Play and the Seven Core Aims

Play: An essential part of Children and Young People's Plans.

In terms of play the Welsh context is different from almost every other country in the world. Our children play in the same way, have the same needs as those of other countries, but at government level support for play in terms of policy and strategy is, unlike elsewhere, well defined and incontrovertible.

This gives people providing for children and young people playing in Wales an advantage over colleagues in other countries.

The Welsh Government Play Policy establishes a rights based approach.
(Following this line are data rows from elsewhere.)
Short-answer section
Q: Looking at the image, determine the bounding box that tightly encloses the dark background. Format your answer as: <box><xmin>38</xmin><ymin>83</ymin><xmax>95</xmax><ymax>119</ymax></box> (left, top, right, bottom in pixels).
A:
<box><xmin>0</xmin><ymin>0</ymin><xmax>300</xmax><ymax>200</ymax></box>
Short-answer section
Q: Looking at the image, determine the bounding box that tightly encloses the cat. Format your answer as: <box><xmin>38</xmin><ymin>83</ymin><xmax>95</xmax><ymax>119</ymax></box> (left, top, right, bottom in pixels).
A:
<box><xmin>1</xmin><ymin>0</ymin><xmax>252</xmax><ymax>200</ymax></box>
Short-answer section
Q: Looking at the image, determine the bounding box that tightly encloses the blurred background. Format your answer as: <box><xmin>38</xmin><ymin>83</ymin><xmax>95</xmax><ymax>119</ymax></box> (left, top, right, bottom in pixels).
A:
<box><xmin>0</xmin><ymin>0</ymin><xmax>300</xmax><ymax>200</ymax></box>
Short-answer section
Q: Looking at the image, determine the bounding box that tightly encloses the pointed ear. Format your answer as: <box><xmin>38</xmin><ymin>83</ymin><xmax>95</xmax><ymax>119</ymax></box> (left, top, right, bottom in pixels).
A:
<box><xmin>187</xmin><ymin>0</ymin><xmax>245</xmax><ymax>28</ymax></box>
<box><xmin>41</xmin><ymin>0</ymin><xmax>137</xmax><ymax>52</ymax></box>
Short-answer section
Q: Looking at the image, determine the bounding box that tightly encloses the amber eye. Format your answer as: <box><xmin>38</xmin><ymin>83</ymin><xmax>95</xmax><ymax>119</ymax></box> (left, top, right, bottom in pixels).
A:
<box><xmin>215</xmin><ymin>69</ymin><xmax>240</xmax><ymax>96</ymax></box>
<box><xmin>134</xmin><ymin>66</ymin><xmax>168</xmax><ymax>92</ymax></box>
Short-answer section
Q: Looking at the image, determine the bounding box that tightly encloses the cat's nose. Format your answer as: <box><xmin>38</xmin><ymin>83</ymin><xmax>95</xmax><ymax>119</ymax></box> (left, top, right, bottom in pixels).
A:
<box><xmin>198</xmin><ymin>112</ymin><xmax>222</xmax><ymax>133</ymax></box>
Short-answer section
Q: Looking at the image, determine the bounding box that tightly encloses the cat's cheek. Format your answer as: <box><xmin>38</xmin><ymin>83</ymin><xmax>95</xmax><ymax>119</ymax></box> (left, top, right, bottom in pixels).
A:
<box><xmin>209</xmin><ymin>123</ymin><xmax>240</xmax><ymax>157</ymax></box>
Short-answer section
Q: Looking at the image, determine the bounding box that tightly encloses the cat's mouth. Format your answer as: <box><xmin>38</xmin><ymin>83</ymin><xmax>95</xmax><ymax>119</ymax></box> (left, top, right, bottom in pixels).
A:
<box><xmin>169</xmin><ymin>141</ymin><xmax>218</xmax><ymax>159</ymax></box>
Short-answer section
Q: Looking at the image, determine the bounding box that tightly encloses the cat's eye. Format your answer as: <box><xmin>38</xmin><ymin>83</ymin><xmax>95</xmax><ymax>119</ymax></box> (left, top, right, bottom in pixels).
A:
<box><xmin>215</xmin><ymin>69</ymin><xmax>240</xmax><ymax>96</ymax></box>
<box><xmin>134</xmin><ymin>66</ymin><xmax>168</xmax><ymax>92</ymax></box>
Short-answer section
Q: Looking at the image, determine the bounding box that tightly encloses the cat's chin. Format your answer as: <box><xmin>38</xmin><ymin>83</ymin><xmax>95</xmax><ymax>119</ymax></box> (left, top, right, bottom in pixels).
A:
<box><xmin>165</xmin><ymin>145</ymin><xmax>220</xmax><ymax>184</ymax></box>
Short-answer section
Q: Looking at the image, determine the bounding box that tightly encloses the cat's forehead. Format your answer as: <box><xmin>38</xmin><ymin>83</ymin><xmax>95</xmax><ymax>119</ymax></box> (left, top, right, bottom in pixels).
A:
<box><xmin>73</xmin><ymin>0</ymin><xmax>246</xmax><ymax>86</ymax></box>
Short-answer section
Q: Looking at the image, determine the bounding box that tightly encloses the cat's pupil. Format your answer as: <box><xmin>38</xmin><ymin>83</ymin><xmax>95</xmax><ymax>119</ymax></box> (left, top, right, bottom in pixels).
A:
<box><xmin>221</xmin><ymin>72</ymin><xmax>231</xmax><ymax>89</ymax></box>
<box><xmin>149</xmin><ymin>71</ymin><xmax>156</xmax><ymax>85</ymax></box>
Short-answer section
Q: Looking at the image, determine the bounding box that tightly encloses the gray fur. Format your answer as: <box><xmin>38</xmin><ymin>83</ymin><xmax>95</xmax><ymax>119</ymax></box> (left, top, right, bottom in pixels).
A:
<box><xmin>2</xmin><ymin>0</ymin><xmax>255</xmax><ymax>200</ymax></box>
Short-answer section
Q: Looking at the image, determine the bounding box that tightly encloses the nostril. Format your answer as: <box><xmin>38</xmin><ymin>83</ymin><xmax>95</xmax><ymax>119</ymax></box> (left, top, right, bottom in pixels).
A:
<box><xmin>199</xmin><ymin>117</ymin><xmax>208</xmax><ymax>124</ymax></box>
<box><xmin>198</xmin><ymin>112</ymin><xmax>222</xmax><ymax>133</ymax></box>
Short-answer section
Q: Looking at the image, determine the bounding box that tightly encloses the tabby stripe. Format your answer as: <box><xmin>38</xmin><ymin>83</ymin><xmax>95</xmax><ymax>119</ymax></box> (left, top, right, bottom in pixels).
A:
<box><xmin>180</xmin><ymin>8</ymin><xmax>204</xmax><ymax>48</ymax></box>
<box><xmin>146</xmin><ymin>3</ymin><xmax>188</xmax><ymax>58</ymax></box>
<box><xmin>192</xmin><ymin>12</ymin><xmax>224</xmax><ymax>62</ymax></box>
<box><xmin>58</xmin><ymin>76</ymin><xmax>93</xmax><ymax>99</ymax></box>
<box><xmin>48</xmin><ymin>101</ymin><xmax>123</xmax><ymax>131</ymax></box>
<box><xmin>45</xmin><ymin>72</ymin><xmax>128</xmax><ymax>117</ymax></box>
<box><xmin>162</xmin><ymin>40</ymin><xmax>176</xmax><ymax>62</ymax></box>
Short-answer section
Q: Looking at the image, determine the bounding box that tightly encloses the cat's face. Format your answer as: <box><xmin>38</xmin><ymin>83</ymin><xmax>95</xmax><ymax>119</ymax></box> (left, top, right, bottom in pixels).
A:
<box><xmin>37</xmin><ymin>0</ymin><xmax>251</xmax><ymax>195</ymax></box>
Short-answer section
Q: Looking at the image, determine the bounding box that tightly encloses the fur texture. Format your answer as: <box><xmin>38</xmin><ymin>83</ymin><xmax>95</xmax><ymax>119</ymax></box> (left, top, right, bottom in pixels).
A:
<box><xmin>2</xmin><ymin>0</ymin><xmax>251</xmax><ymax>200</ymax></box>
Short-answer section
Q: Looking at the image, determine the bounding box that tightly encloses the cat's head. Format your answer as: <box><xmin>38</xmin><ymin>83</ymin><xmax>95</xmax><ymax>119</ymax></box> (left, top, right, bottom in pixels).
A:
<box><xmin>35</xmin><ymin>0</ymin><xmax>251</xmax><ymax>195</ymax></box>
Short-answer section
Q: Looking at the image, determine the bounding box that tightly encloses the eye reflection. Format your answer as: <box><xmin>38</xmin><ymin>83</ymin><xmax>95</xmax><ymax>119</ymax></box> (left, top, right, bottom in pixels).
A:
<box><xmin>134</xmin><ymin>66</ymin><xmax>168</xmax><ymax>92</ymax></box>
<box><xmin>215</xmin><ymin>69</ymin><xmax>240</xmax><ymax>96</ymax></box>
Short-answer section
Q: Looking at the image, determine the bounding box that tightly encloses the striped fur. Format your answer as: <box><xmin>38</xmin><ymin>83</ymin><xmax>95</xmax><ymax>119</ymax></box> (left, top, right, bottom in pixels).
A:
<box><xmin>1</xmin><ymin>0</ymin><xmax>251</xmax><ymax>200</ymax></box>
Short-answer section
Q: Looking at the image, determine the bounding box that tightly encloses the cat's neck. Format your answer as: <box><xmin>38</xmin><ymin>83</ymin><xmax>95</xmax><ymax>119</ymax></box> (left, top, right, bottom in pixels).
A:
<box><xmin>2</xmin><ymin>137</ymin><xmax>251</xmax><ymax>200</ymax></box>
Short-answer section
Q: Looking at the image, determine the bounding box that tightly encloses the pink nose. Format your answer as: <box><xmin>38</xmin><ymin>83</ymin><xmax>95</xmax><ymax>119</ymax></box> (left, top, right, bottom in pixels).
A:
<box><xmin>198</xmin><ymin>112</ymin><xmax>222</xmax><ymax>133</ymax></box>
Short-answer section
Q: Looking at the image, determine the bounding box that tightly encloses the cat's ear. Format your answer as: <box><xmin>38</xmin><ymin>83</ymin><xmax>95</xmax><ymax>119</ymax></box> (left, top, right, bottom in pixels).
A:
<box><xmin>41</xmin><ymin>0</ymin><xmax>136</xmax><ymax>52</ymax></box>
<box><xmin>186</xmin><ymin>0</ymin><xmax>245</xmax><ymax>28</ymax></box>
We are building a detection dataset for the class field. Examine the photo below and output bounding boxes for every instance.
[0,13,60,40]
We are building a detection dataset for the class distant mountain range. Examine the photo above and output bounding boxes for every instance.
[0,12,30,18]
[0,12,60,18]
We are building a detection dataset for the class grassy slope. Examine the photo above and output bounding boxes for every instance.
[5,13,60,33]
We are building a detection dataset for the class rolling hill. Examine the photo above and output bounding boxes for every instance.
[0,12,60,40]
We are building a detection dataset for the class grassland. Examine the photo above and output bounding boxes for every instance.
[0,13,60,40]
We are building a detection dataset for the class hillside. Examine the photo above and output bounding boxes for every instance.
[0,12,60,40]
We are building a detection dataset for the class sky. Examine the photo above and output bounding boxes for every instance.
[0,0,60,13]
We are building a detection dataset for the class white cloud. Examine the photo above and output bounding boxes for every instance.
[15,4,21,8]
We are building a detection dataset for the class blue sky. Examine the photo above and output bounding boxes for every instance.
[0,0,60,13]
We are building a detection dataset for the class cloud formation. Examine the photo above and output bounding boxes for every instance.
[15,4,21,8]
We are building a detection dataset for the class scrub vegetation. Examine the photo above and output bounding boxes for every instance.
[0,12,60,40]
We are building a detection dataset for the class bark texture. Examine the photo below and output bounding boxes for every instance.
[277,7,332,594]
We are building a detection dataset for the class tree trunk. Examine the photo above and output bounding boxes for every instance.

Rather than looking at the ills of the world and at other agendas (e.g. crime prevention, obesity, or education of a future workforce) and suggesting ways in which play can provide benefits that may cure or contribute, both the Welsh Government and Play Wales have chosen to champion children and young people's right and need to play as an issue of entitlement within their communities.

Quality play provision and playwork are underpinned by the Playwork Principles, and by the Play Policy. These documents recognise that play is vital to children, of great value in their healthy development and in the life of communities and high up on children and young peoples own agenda. The fact that it supports other agendas is a windfall benefit to wider society.

The Welsh Assembly Government set out its vision for children and young people in Children and Young People: Rights to Action and Extending Entitlement: Supporting young people in Wales. This is further supported in Stronger Partnerships for Better Outcomes (July 2006) which provides guidance on local duties to cooperate and on lead roles in local authorities, LHBs and NHS Trusts.

There is an expectation that a duty to co-operate under the Children Act 2004 will be evident in local Children and Young People's Partnerships.